号泣したバッバ・ワトソン。苦難を越えて復活、マスターズのV候補へ (2ページ目)

  • text by Reiko Takekawa/PGA TOUR JAPAN
  • photo by PGA TOUR

 それでも、ラブIIIはワトソンに米国選抜の副キャプテンへの就任を要請。ワトソンはこれを快諾し、チームの勝利にひと役買った。

「プレーはできなかったけど、チームの一員として貢献できたことは、僕にとって生涯の宝だ」

 ライダーカップを終えたあとは、そう喜びの声を発したワトソンだったが、今度はその後に突然、体調を崩した。そして同じ頃、夫人のアンジーさんが足の手術を受けるなど、ファミリーにも問題が起こって、体重は10kgほども減少した。

 ワトソンが当時を振り返る。

「(あのときは)僕は十分に食べることもできなかった。その結果、坂道を転がり落ちるように、成績も下降線をたどっていった」

 2017年はまさに厳しいシーズンとなった。最高位は、JB・ホームズ(アメリカ)と組んだチーム戦のチューリッヒ・クラシックの5位。予選落ち7回、棄権1回という厳しい状況が続く中、「引退」という文字も脳裏によぎったという。

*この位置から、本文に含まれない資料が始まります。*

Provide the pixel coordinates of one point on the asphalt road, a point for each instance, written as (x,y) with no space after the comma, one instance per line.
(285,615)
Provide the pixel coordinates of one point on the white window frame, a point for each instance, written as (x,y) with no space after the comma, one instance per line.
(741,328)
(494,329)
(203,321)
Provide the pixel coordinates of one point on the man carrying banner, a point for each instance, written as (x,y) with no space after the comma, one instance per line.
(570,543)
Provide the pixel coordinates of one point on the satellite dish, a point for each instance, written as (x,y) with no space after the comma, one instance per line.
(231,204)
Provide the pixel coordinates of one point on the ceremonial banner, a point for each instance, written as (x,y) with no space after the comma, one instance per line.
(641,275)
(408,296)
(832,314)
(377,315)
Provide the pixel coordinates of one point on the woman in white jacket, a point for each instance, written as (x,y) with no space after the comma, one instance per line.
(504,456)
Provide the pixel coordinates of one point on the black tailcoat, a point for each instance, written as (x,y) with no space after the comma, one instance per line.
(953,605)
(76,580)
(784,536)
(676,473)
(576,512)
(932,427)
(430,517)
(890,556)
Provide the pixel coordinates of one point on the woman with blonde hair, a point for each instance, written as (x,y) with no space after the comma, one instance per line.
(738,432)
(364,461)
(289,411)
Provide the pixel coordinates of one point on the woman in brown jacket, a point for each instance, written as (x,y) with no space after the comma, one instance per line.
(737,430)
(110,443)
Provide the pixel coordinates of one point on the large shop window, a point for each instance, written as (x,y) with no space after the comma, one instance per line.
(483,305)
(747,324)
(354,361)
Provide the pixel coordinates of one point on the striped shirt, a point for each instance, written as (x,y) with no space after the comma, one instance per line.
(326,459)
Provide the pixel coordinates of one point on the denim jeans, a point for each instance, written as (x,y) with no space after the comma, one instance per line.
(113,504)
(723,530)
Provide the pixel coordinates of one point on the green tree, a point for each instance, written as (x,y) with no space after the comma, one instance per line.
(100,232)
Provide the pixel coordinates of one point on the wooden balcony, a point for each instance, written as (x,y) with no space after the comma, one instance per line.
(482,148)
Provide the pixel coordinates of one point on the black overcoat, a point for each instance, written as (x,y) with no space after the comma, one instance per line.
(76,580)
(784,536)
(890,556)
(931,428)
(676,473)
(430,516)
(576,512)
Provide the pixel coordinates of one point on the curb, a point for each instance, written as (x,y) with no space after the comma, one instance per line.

「本当に"引退"を決意するまで、あとわずかなところだった。僕はもう『(ゴルフを)やめてもいい』と思ったんだ。でも、妻は違った。『泣き言を言っているヒマがあったら、しっかりゴルフをしなさい』と叱りつけられた。彼女は僕よりもずっと強いんだ(笑)」

 もとプロバスケットボールプレーヤーのアンジーさんの言葉は、誰よりもワトソンの心に響いた。

「体調を崩した要因は言いたくない。でも、(夫人の叱咤激励を受けて)夏にはようやく体重も戻って、少しずつ自分らしいプレーができるようになった」

 そしてシーズン終了後、当初は長いオフを過ごす予定だったが、新シーズンが開幕したばかりの昨秋にも試合に出場。徐々にゴルフに対する意欲も取り戻していった。